Johannes Hindjou

Personal information
- Full name: Johannes Ngumeritiza Hindjou
- Date of birth: 8 November 1976 (age 49)
- Place of birth: Okahandja
- Position: Midfielder

Youth career
- 1993: Morocco City Stars
- 1994: Golden Arrows

Senior career*
- Years: Team / Apps / (Gls)
- 1994-2001: Liverpool
- 2002: Black Leopards
- 2002-2006: Civics
- 2007: African Stars

International career
- 1996–2006: Namibia / 69 / (10)

Managerial career
- Spoilers
- 2009-2011: Eleven Arrows

Medal record
Men's football
Representing Namibia
COSAFA Cup
| Runner-up | 1997 Southern Africa |  |
| Runner-up | 1999 Southern Africa |  |

= Johannes Hindjou =

Namibian footballer

Johannes Hindjou (born 8 November 1976) is a Namibian retired footballer who played as a midfielder.

==Club career==
Born on a small farm outside Okahandja, Hindjou played for local side Liverpool Okahandja, Civics—winning the Namibia Premier League with both clubs—before retiring in 2007 after a spell with African Stars. Nicknamed Congo, he had joined hometown club Liverpool in September 1994, where he played alongside the likes of fellow internationals Bimbo Tjihero, Erastus Gariseb and Silvanus Njambari and under the guidance of brothers Albert and Jamanuka Tjihero.

He later coached Okahandja Spoilers and Eleven Arrows.

==International career==
He was capped 66 times and scored 10 goals for the Namibia national football team, including a stint at the 1998 African Cup of Nations.
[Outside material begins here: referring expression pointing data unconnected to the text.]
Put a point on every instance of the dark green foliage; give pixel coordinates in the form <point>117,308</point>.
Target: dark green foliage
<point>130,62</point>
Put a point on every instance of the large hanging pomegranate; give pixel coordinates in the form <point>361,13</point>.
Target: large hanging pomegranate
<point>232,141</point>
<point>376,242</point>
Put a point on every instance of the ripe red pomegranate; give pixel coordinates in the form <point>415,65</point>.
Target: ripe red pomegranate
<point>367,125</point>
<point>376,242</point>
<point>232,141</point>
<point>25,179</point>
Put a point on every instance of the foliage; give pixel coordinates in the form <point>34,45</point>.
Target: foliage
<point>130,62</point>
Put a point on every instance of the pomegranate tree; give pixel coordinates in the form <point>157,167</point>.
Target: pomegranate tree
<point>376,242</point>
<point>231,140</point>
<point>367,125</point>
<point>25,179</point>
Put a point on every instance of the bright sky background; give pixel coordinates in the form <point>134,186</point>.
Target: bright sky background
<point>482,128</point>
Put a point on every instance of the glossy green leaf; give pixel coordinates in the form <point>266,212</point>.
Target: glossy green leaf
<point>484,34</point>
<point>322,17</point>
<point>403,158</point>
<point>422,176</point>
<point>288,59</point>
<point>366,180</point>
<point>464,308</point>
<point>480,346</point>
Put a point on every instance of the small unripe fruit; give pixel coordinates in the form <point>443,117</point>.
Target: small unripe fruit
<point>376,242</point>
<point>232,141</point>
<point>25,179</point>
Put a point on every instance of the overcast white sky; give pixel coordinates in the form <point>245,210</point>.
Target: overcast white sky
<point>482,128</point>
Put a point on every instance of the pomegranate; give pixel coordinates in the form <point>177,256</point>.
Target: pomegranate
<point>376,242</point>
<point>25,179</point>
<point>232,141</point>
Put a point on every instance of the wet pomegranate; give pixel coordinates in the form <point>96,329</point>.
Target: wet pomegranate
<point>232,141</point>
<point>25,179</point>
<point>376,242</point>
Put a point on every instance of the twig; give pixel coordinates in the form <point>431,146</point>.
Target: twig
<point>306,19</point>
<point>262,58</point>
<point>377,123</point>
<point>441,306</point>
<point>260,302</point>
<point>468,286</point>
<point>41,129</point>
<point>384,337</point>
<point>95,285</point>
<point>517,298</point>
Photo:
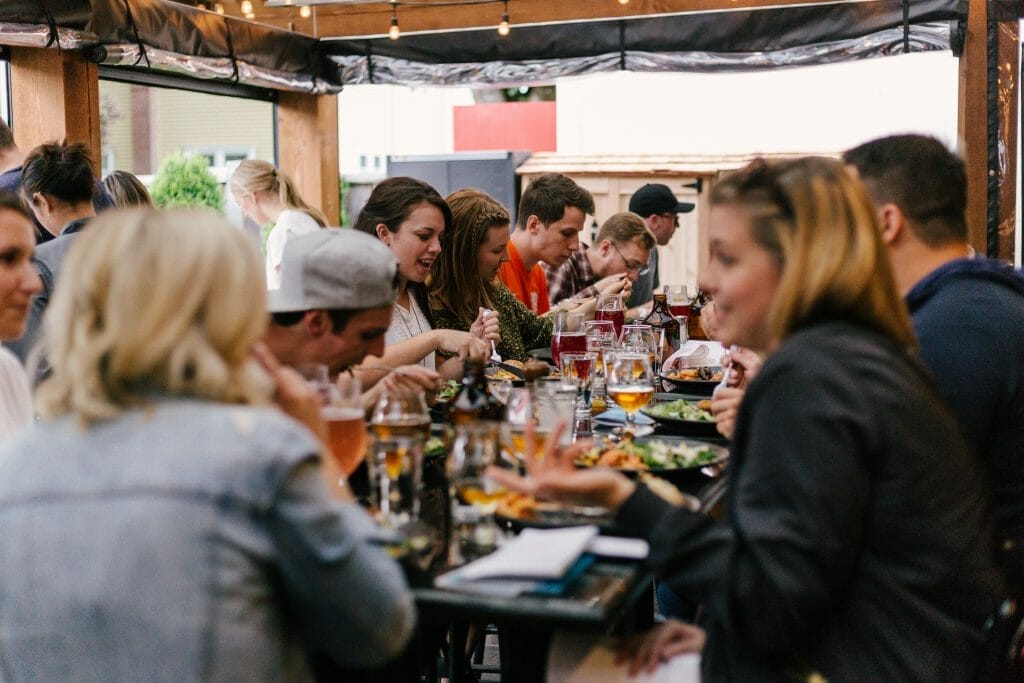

He had made his debut away against Botswana in August 1996.

Scores and results list Namibia's goal tally first, score column indicates score after each Hindjou goal.

List of international goals scored by Johannes Hindjou
| No. | Date | Venue | Opponent | Score | Result | Competition | Ref. |
| 1 | 25 August 1996 | Independence Stadium, Windhoek, Namibia | Botswana | 5-0 | 6-0 | 1998 African Cup of Nations qualification |  |
| 2 | 6-0 |
| 3 | 16 March 1997 | Independence Stadium, Windhoek, Namibia | Zimbabwe | 1-1 | 2-1 | 1997 COSAFA Cup qualification |  |
| 4 | 2-1 |
| 5 | 28 June 1997 | Independence Stadium, Windhoek, Namibia | Malawi | 3-0 | 4-1 | 1997 COSAFA Cup |  |
| 6 | 27 July 1997 | Stade Omar Bongo, Libreville, Gabon | Gabon | 1-1 | 1-1 | 1998 African Cup of Nations qualification |  |
| 7 | 8 August 1998 | Independence Stadium, Lusaka, Zambia | Zambia | 1-1 | 1-1 | 1998 COSAFA Cup |  |
| 8 | 31 July 1999 | Independence Stadium, Windhoek, Namibia | South Africa | 1-1 | 1-1 | 1999 COSAFA Cup |  |
| 9 | 13 January 2001 | Independence Stadium, Windhoek, Namibia | Madagascar | 1-2 | 2-2 | 2002 African Cup of Nations qualification |  |
| 10 | 20 September 2003 | Independence Stadium, Windhoek, Namibia | Angola | 1-2 | 1-3 | Friendly |  |

==Personal life==
Hindjou was born to Eva and Pikiro Hindjou and had business interests in the fishing and construction industries. He also was vice-president of the Namibia Football Players Union (NAFPU), with former national teammate Silvester Goraseb acting as president. He served several terms as mayor of Okahandja, after he got more interested in politics when he became a member of SWAPO. He was suspended as mayor due to claims of alleged corruption.